Firefighters would not be able to put out a fire after an oil train explosion, Gear said. They would have to wait for it to burn itself out.
“If it comes off the track and starts a fire, there’s nothing we can do except evacuate,” he said.
So far, BNSF has positive train control operational on 27 of its 97 routes nationwide, according to the railroad administration. Only a handful of other tracks across the country have it fully implemented, including some Amtrak rail lines in the Northeast, as well as its Michigan line between Kalamazoo, Mich., and Porter, Ind., and part of the Metrolink commuter railroad near Los Angeles.
A Metrolink train collision that killed 25 people in 2008 led Congress to require rail upgrades.
The nationwide upgrades will require 36,000 wireless devices be installed that relay information to train crews and dispatchers from signals and track switches, according to archives.
The federal law requires railroads to install the control systems on about 60,000 miles of the 160,000-mile rail network, the railroad administration said. That totals more than 97,000 miles, when including tracks that run side-by-side. About 8,400 miles of that 97,000 is Amtrak and commuter rail.
The railroad administration realizes that many railroads have struggled financially and technically to meet the deadline, England said.
“We have twice asked Congress for authority to better manage the deployment of this safety system as quickly and safely as possible,” he said. “Additionally, we have twice requested additional funding from Congress to help Amtrak and commuter railroads implement PTC. While we wait for Congress to act, we will continue to work with all of our stakeholders to ensure that railroads have PTC in use across the country as quickly as possible.”
A bill approved by the Senate Commerce Committee in March would give railroads until 2020 to install the upgrades.
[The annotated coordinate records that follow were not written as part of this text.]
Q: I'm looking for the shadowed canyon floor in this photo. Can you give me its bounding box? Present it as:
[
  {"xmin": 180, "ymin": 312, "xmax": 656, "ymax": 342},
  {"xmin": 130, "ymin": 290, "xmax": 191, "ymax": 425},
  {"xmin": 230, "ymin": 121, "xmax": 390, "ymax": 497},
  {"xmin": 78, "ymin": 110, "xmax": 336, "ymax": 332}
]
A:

U.S. Rep. Dan Newhouse, R-Sunnyside, will evaluate current deadlines so railroad companies and Amtrak can continue to make safety improvements, a spokesman said.
“Railroad companies that are required to invest their own capital to comply with requirements to implement positive train control are unlikely to meet current deadlines, and debate continues over whether Amtrak is making the most effective use of their available resources in a way that prioritizes safety needs such as positive train control,” spokesman Will Boyington said.
Other safety measures
Track inspections and stronger rail cars are the best way to improve safety, Gear said.
Those types of improvements already are being made in the Mid-Columbia, Melonas said. He said BNSF has invested $580 million in Washington during the past three years.
This past year, BNSF added 17 miles of new track to run along existing track between Pasco and Spokane, including four miles of double track between Mesa and Connell in north Franklin County. It also replaced rail and ties, and added new concrete ties.
Tracks now have wayside detectors every 20 miles, which alert engineers if there is a mechanical issue, Melonas said. In addition, derailment detectors are located in the concrete ties every five miles.
BNSF has daily inspections of the tracks, and runs special cars through every 40 days that are designed to detect internal fissures in the rails, he said.
Trains are already equipped with an over-speed function, which applies emergency brakes if they exceed 74 miles per hour, Melonas said.
BNSF trains first responders across the state to assist the railroad in case of emergency, Melonas said. He points out that BNSF has not has a fatality caused by hazardous materials in the northern part of the country since the early 1980s.
“That does not come by luck,” he said. “That comes by focusing on safety.”